It will help you to improve your skills or how to understand how to start this journey!
This is a story of a defeat. A long battle but I want to share the updates of the last months.
The previous episode of the story is available there so to keep reading is important to check the previous episodes.
Xbox 360 Patcher
On the previous episodes we saw that the game code check if the lua packaged version are available otherwise loads the lua files without bytecode. The difference between PC and Xbox was important because on PC putting the files and remove the packaged stuff works so you can run custom code too!
In Xbox instead this doesn’t work and the game crashes also if the code is the same something is different. Testing in the past with Xenia (xbox 360 emulator) didn’t helped on investigating what is happening.
My idea was to pach the xex binary so I can force the check of the lua packaged file as false, as it seems that crash because a low I/O operation of the xbox kernel that didn’t worked when this file is missing.
So I patched the xex version of the game so I used the PPC documentation to change the assembly code.
Turned out that xex binary files are signed, so it is not possible to change them like I did with GameBoy Advance rom as example, so also if I changed the code the game crashed.
WarrantyVoider, the big boss, started working on a runtime patcher of the game to change the result of the function so it was capable to turned off and read the files without bytecode.
You can find the original code also compiled on GitHub.
This patcher didn’t worked, so I waited for my new laptop to be able to run a Windows machine and start hacking.
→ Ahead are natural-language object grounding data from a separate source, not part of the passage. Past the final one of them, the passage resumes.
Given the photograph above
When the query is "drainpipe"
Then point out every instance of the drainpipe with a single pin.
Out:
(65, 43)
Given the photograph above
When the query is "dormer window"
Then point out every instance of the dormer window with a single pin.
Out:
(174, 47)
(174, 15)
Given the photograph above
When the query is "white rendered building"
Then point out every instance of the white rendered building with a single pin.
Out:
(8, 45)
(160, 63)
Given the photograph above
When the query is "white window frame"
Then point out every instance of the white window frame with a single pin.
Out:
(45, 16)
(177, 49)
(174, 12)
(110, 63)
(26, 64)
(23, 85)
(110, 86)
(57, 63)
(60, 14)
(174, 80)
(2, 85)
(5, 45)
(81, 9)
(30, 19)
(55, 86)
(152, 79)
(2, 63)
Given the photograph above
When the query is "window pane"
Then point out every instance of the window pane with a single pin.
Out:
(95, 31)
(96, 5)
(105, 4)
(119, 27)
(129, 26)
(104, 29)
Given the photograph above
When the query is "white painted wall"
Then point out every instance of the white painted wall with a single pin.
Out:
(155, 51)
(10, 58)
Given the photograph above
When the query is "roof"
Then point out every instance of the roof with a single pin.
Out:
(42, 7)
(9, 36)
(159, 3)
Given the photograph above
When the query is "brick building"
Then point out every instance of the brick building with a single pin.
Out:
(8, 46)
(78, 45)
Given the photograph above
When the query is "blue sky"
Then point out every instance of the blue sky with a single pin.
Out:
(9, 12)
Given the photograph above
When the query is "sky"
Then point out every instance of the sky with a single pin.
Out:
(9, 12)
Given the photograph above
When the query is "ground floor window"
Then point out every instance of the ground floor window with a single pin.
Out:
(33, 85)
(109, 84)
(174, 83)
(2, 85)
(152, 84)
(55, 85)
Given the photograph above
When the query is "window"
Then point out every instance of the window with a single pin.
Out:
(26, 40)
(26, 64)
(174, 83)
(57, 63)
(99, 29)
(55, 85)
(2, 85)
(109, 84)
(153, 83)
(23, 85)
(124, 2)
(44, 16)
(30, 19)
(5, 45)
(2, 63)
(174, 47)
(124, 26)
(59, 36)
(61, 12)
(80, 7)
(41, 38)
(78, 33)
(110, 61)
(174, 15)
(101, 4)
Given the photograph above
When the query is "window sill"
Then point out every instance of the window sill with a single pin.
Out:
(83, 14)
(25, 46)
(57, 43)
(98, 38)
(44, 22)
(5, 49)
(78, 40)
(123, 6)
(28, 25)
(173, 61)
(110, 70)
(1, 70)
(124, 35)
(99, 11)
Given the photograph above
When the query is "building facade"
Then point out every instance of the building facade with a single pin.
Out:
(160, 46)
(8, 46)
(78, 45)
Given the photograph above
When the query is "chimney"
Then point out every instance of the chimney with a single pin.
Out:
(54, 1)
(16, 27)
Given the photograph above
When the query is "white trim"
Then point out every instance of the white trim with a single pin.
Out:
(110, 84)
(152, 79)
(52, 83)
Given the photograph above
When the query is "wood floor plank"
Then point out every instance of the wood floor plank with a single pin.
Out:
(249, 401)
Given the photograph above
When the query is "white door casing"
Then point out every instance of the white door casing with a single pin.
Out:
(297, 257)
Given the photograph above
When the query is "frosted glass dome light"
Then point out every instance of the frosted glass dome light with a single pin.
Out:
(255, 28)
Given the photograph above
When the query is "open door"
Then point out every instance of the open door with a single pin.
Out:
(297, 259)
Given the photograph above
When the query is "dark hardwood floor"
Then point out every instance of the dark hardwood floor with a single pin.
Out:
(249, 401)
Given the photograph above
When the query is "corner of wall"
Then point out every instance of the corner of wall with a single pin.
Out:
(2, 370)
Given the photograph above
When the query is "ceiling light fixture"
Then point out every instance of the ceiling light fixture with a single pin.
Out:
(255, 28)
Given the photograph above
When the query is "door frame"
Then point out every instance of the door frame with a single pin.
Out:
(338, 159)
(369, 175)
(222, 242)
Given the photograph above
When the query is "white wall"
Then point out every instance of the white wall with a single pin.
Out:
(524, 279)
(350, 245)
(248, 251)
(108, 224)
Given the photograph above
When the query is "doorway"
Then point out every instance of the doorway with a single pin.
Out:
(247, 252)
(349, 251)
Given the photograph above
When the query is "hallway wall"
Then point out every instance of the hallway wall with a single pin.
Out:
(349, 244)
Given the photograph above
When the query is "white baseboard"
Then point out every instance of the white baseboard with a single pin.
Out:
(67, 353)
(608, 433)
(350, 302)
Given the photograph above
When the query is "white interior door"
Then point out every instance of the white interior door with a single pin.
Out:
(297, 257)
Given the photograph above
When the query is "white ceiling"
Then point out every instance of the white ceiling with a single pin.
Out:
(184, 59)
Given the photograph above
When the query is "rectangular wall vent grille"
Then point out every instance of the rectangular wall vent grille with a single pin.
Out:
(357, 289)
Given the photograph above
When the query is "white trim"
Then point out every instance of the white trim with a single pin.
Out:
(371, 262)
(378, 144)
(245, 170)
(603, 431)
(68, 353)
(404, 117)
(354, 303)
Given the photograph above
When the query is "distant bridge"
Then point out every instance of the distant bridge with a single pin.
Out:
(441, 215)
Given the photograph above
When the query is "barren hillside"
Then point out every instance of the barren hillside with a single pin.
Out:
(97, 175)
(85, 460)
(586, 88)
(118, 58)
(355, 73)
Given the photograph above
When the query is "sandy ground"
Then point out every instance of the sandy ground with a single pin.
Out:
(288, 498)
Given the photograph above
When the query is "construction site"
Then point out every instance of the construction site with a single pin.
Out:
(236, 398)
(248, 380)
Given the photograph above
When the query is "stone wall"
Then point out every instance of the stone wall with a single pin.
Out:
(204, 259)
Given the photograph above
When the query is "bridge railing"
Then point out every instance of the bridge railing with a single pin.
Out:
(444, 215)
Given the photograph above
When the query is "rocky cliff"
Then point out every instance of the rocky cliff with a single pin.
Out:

This took some months and to configure a Windows 10 machine with Visual Studio 2010 and Xbox Neighboorhood. In this way I was able to compile the code as xex and to manually upload it in the console and run it.
I used the WarrantyVoider tool to debug the console. It is a different interface to VS that uses the xbox protocols (that you need to enable in your RGH console). As you can see in the screens is a complete tool to see the memory, a log, a file manager and a screenshot tool.
So the workflow was to edit the code, build the new binary, move to the Linux host machine to upload it on the console and run it from this tool.
Looking with the tool it was clear that the memory address content was changed but to me the timing was the issue. My idea was that the game starts, the patcher starts too and set that content before that the function is executed. For this reason I tried with an hook, to replace the function of the game at all.
I studied a bit the kernel.h file used in the patcher and also other source code of Xbox 360 trainer that I found on GitHub. Those were very complex and to me (not so skilled with C++) it was very hard to understand those things. I tried with various tools like a Cheat Engine version for Xbox 360 without any new hints about how to do it.
It is clear that the patcher is the only way but in my experience this world is too much hard. I use to have a book or tutorial and code to read about something that is working. Instead in the homebrew world of Xbox 360 everything is hard, documentation is not easy to find, there are tons of old threads on internet incomplete or with links that don’t works anymore. The worst part is code as it is not easy to find it at all.
As example as user I want to read the trainer code of all the Aurora Trainers but it wasn’t released at the time…
It is like that the devs were afraid to share their knowledge and in this way is dead as today.
At same time I am not busy with other things and it is clear that I don’t have the knowledge to finish this project.
Also on computer everything works so the mod scene of saboteur still will keep on and maybe someone in the future will find a way to patch the game also for the consoles.
My other solution to have a lua bytecode compiler for PPC didn’t worked probably for the same reasons. When I started the project the idea was simple, get the lua bytecode and replace it something that I can do but not with all this obstacles.
The series of articles started as a way on how to edit games on Linux, without use windows or windows tools but for Xbox 360 everything require Windows. I tried on creating tools that unpack, compile etc but didn’t worked for other reasons, not because of the operative system.
This episode is very short compared with the others but there aren’t many other things to discuss if not change the behavior of those functions so it can run custom lua files with no bytecode.
If someone else want to work on this, can start from the GitHub project from WV that is the best starting point.
Thanks to WarrantyVoider for the mentoring/help, I did my best on this.